Last summer, the Minnesota Legislature passed the Affiliate Nexus Tax, aka the Amazon Tax, on a mainly party-line vote (they lost a few DFLers). It went into effect last summer and hurt more than 5,200 Minnesota individuals and businesses bringing half a billion dollars of yearly income into the state via Internet advertisements.
After the law went into effect, advertising clients such as Amazon and many others stopped doing business with Minnesotans. The Minnesota website owners and employees paid an estimated $35 million a year in income taxes. The Legislature estimated that the Amazon tax would collect $5 million in sales taxes, but it didn’t account for the loss in income taxes. In the aftermath of the tax, some businesses left the state, some closed and some — including mine — scrambled to find a new income source. I replaced a fraction of the business lost but not all of it.
The primary target of the Amazon tax was Minnesotans who were breaking the law by not paying use tax on Internet purchases. (If you didn’t pay use tax on your Internet purchase, you were likely breaking the law without knowing it.) Legislators wanted to force Amazon to collect the unpaid use tax as sales tax, so they set up the law to make any Minnesota business that accepted advertising from Amazon a “nexus” — that is, a physical presence — in the state.

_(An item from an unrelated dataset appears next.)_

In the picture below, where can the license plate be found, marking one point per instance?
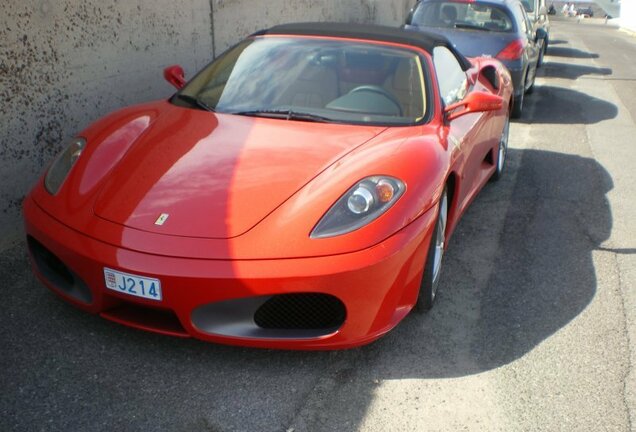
(132, 284)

The law went so far as to say that if an out-of-state business, such as an Iowa website, does business with an independent Minnesota businessperson, such as a writer or a graphic designer, it now has a nexus in the state.
When a company has a physical presence in the state, it has to collect sales taxes. Basically, the law says that because my website runs an advertisement from Amazon, I’m part of Amazon.com. As an independent business owner, I can’t imagine the logical loopholes made to come to that conclusion.
While I believe that Minnesotans who owe use tax on their Internet purchases should follow the law and pay the tax, we know the “nexus” law failed. The primary target of the law, Amazon, stopped doing advertising business with Minnesotans. By doing so, it didn’t have to collect sales taxes, because it no longer had a “nexus” in the state. And because the 5,200 Minnesota individuals and businesses with whom it had been affiliated didn’t do as much business overall, they didn’t pay as much in income taxes.
So, Minnesota didn’t collect sales tax from Amazon, is still not collecting the use tax owed by the majority of people who buy from Amazon and has lost income taxes paid by businesses that took the hit.
By any measure, the Affiliate Nexus Tax has failed. It’s time to get rid of this tax and call on Congress to pass the Marketplace Fairness Act, a national solution supported by Amazon and many other large retailers. The U.S. Senate passed the measure with overwhelming bipartisan support, and the proposal is in committee in the U.S. House. Once the Market Fairness Act passes, Minnesota will be able to collect sales taxes from online retailers, Amazon and other companies will have no incentive to stop spending advertising dollars in our state and it will be an even playing field across the nation. By repealing the Affiliate Nexus Tax now, the Legislature can put 5,200 businesses and individuals back to work. It’s the right action to take.
Bryan Hansel, of Grand Marais, Minn., is an Internet marketer.